This MIX is healing in itself.
If you know anything about LA based artist, Millie Brown, you’d be familiar with her collaboration with Lady Gaga for her Monsterball Tour. Here her performance was set against Gaga’s dub industrial track “Swine”. In a steep yet smooth contrast to that, Brown’s MIX ‘vomits’ less ‘art for art’s sake’ and more hazy, melancholic 70s sensations. Effortlessly transporting us between each cosmos from one song to the next; much like her work seamlessly explores the synergy and separation of mind, body, and spirit. “Hailu Mergia” makes us consider the strange and tumultuous times of 1978 when people would stay in the club from evening till daybreak to avoid the curfew of the Derg regime.

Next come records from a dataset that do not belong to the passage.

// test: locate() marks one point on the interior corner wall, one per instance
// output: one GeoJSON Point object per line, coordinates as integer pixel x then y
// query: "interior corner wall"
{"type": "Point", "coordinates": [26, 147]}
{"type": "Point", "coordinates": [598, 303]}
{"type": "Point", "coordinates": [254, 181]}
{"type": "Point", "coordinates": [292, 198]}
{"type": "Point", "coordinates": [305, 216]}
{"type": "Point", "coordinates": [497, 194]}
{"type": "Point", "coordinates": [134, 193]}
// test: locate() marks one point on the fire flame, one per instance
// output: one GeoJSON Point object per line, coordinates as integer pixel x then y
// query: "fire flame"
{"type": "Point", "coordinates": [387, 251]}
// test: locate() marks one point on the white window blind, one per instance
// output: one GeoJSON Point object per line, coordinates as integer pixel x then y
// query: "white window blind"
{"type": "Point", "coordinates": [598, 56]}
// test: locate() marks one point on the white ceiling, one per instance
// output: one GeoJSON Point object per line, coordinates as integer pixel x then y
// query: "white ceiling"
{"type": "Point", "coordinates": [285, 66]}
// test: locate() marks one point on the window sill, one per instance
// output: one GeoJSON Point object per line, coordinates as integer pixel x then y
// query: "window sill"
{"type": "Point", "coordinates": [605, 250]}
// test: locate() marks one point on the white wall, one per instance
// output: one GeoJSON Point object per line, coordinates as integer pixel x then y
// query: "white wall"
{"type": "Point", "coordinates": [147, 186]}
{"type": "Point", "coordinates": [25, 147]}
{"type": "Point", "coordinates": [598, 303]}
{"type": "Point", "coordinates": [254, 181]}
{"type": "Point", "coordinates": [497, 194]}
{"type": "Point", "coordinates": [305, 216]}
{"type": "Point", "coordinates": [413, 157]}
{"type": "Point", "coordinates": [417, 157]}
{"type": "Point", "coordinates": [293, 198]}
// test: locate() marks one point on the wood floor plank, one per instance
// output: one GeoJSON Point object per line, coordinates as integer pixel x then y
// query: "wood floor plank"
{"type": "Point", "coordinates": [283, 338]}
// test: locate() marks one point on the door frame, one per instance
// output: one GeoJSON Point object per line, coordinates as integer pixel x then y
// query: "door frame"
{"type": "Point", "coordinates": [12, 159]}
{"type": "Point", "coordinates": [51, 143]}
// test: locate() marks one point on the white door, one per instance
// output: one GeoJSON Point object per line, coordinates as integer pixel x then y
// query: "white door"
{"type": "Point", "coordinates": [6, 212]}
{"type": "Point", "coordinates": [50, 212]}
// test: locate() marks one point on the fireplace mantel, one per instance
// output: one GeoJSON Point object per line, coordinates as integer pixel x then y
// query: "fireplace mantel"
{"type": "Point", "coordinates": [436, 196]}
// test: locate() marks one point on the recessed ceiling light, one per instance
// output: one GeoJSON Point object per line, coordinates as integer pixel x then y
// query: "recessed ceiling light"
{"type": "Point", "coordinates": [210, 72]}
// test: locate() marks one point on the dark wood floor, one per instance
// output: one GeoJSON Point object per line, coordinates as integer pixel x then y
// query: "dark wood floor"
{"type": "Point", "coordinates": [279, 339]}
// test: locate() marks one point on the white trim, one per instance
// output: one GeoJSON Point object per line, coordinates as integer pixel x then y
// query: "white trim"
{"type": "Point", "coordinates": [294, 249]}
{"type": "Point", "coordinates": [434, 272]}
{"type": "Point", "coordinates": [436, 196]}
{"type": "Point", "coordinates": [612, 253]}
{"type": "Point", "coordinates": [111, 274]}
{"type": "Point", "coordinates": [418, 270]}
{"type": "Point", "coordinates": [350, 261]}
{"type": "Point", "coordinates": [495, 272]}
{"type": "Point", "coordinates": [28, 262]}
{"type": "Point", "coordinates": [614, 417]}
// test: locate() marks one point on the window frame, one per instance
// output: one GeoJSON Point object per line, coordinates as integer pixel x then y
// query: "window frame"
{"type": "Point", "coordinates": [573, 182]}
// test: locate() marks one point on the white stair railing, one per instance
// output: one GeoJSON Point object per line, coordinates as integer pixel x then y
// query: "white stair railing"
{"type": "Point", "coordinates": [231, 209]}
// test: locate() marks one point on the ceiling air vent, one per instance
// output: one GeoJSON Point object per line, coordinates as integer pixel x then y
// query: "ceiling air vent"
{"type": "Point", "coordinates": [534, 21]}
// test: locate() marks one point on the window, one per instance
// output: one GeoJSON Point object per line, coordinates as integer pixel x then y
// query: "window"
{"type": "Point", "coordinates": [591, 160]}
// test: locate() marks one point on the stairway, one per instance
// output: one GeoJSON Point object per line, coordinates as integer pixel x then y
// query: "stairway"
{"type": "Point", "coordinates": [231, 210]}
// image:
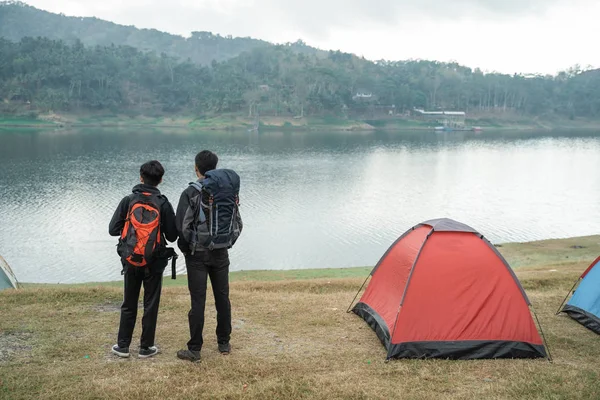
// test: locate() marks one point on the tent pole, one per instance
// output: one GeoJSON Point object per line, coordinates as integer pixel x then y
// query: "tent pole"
{"type": "Point", "coordinates": [568, 294]}
{"type": "Point", "coordinates": [353, 300]}
{"type": "Point", "coordinates": [543, 335]}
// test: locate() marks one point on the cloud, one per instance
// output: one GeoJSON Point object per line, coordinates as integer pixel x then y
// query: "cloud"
{"type": "Point", "coordinates": [309, 18]}
{"type": "Point", "coordinates": [492, 34]}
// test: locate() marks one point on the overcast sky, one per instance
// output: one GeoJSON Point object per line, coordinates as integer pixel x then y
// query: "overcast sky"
{"type": "Point", "coordinates": [508, 36]}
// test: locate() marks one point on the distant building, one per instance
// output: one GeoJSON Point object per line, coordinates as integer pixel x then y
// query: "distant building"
{"type": "Point", "coordinates": [363, 95]}
{"type": "Point", "coordinates": [454, 119]}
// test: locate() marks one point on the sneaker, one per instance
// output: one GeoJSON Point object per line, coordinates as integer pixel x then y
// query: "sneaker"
{"type": "Point", "coordinates": [225, 348]}
{"type": "Point", "coordinates": [190, 355]}
{"type": "Point", "coordinates": [122, 352]}
{"type": "Point", "coordinates": [147, 352]}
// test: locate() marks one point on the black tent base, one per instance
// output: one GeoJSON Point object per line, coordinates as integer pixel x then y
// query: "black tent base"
{"type": "Point", "coordinates": [467, 350]}
{"type": "Point", "coordinates": [454, 350]}
{"type": "Point", "coordinates": [586, 319]}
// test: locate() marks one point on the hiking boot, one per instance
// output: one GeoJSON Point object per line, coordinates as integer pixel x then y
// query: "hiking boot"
{"type": "Point", "coordinates": [225, 348]}
{"type": "Point", "coordinates": [147, 352]}
{"type": "Point", "coordinates": [122, 352]}
{"type": "Point", "coordinates": [190, 355]}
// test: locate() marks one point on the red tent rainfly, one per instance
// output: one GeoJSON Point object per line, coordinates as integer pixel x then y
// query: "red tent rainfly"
{"type": "Point", "coordinates": [443, 291]}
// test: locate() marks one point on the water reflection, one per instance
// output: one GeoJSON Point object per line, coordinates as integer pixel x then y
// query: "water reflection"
{"type": "Point", "coordinates": [309, 200]}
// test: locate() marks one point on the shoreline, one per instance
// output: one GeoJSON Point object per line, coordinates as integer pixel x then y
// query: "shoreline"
{"type": "Point", "coordinates": [520, 255]}
{"type": "Point", "coordinates": [291, 338]}
{"type": "Point", "coordinates": [234, 123]}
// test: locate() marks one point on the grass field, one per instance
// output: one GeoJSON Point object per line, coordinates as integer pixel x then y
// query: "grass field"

With manic synthesizer lines and the sounds of a church revival, “Sun Ra” follows with an injection of whimsical joy easing us into the smooth soul and endless boogie feels of James Brown. Here Millie gets us moving, something she is more than familiar with as she uses her body as a tool to create the fragmented debris of her process. Exploring the body as a means for spiritual practice, Brown pushes her physical and mental bounds in order to reach a state of enlightenment from which her creative expression and a sense of healing prevails. Afterall, who doesn’t feel a shift in their mood after a serious dose of 60s psychedelia and gypsy pop given to us almost undeservedly from Gabor Szabo with their track, “Stormy 1969”? Riding this high, Brown slips away and leaves us gently with the last song of the MIX. “Deep Blue Day” is a beautifully unexpected chance for some sentimental introspection. A dreamy instrumental reflection of the rawness of human emotion. Much like the record pictured; picked up from her favourite book and record store in Beachwood, it’s a little old but much loved.
Much like Millie herself, the next hour of listening will be diverse as she delivers what she does best. An analysis of the harmony and dissolution of our collective human consciousness.